The judgment of the trial court is reversed.

HOFFMAN and GARRARD, JJ., concur.


[1] That portion of the ATSCO Trust agreement providing for the Certificates of Beneficial Interest is as follows:

CERTIFICATES OF BENEFICIAL INTEREST The Beneficial Interest, as convenience for distribution, is divided into One Hundred (100) Units, substantially in certificate form. The Certificates of Beneficial Interest are non-assessable, non-taxable (under the provisions of Section 1001 of the Internal Revenue Code), non-negotiable, and transferable, all or in part, only to a parent of the initial owner (Creator-Grantor) of said Beneficial Certificates, to a brother or a sister of the initial owner of said Beneficial Certificates, to any initial owner of said Beneficial Certificates, to any natural child of any said child, or to the natural born or adoptive descendents of any of the aforesaid owners of said Beneficial Certificates; in the event of transference to any outside entity other than natural persons they must not be transferred further, but may be returned to the Trustees for reissue in a manner pursuant to This Declaration of Trust; in the event there is no surviving person or entity qualified under the terms of this Declaration of Trust to be a beneficiary, the then duly constituted Board of Trustees of This Trust shall distribute the Units of Beneficial Interest in their sole discretion to person(s), charity(ies), organization(s), and/or foundations(s), of their choice; Provided, however, said Board of Trustees of this Trust shall not distribute any of said Units of Beneficial Interest to the Creator-Grantor of This Trust, to the spouse of said Creator-Grantor, to any creditor of said Creator-Grantor, to any creditor of the spouse of said Creator-Grantor, to the estate of said Creator-Grantor, to the estate of the spouse of said Creator-Grantor, to any creditor of the estate of said Creator-Grantor, to any creditor of the estate of the spouse of said Creator-Grantor; and the lawful possessor thereof shall be construed and true and lawful owner thereof. Said Beneficial Certificate entitles the holder thereof to a pro rata share of any distribution of income distributed by the Trustees in their sole discretion, and to a pro rata share of the Trust corpus upon the termination of the Trust.

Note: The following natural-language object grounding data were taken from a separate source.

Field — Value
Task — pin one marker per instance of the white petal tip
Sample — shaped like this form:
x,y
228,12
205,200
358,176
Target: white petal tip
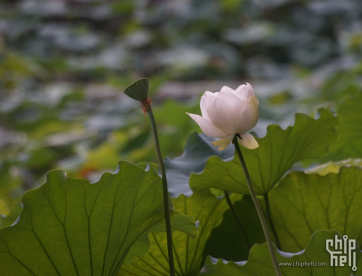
x,y
248,141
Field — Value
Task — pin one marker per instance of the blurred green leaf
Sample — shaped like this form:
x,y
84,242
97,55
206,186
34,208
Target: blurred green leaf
x,y
349,144
259,262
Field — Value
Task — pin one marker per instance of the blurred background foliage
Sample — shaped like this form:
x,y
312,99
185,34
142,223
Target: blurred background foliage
x,y
64,66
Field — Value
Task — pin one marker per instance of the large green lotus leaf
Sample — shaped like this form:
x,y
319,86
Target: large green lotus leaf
x,y
304,203
259,261
71,227
227,240
189,254
334,167
349,144
197,150
277,152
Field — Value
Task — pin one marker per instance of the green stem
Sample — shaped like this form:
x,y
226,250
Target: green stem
x,y
165,193
258,207
238,221
276,238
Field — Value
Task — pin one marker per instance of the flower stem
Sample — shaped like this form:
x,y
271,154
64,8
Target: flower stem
x,y
258,207
238,221
165,193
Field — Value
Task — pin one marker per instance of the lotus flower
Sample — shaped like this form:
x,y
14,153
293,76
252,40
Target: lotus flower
x,y
228,113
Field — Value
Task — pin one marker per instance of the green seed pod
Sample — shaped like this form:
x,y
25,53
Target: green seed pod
x,y
138,90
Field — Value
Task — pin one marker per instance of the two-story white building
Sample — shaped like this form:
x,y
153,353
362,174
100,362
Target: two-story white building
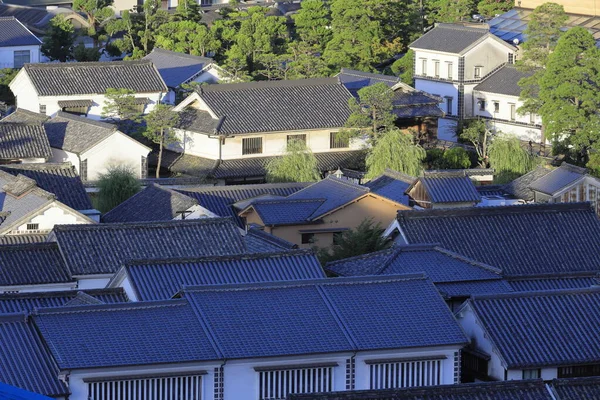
x,y
80,88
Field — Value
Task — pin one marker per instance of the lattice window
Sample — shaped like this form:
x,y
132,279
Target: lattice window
x,y
158,388
277,384
399,374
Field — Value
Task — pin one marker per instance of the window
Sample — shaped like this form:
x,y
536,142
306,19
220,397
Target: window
x,y
277,384
308,238
160,388
532,373
408,373
252,145
21,57
338,141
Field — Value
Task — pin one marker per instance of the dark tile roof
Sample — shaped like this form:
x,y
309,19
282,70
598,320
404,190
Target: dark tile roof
x,y
18,141
59,179
32,264
25,361
153,203
503,81
70,79
102,248
327,315
162,279
542,329
177,68
577,388
450,38
220,199
508,390
14,33
274,106
28,302
124,334
520,240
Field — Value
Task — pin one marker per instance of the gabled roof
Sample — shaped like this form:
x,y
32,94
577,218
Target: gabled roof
x,y
14,33
520,240
153,203
80,78
29,301
60,179
25,361
503,81
542,329
162,279
275,106
32,264
19,141
102,248
507,390
177,68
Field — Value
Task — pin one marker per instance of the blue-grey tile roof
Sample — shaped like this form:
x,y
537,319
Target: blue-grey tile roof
x,y
324,316
102,248
520,240
177,68
124,334
162,279
29,301
507,390
542,329
153,203
14,33
32,264
25,361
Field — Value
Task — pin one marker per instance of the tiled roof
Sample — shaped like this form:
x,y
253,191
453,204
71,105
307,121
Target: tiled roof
x,y
59,179
102,248
70,79
220,199
328,315
18,141
27,302
504,81
153,203
25,361
124,334
177,68
450,38
520,240
32,264
14,33
76,134
274,106
537,329
162,279
508,390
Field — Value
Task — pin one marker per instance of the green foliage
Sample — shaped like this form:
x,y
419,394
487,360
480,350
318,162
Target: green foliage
x,y
59,40
509,159
298,164
396,150
365,238
115,186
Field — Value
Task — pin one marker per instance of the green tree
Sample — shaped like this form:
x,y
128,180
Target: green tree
x,y
115,186
365,238
570,92
396,150
298,164
509,159
59,39
159,125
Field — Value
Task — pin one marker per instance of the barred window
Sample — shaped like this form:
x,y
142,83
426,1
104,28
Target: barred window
x,y
277,384
156,388
409,373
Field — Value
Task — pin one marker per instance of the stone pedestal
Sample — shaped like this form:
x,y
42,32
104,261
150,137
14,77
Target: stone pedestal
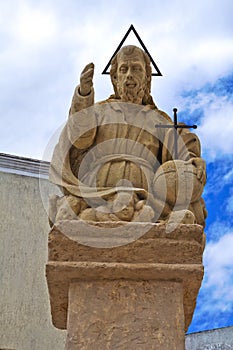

[2] The Trust Code Study Commission Report may be consulted by the courts as a guide to the construction and application of our Trust Code. West's AIC 1979, 30-4-1-7.

[3] Indiana Rules of Procedure, A.R. 8.2(A)(4) limits the length of briefs to fifty pages unless a party successfully petitions this court for permission to exceed that amount.

[4] Our interpretation of the rule is fully consistent with Doe v. Hancock County Board of Health (1982), Ind., 436 N.E.2d 791, reh. den. (Justice Hunter dissenting), where transfer was denied thereby upholding a dismissal of a case under A.R. 8.1(A). Issues arising under the rule are considered on a case-by-case basis and the reviewing court is vested with discretion as to whether or not to dismiss under the rule. In Doe, the court chose simply not to act.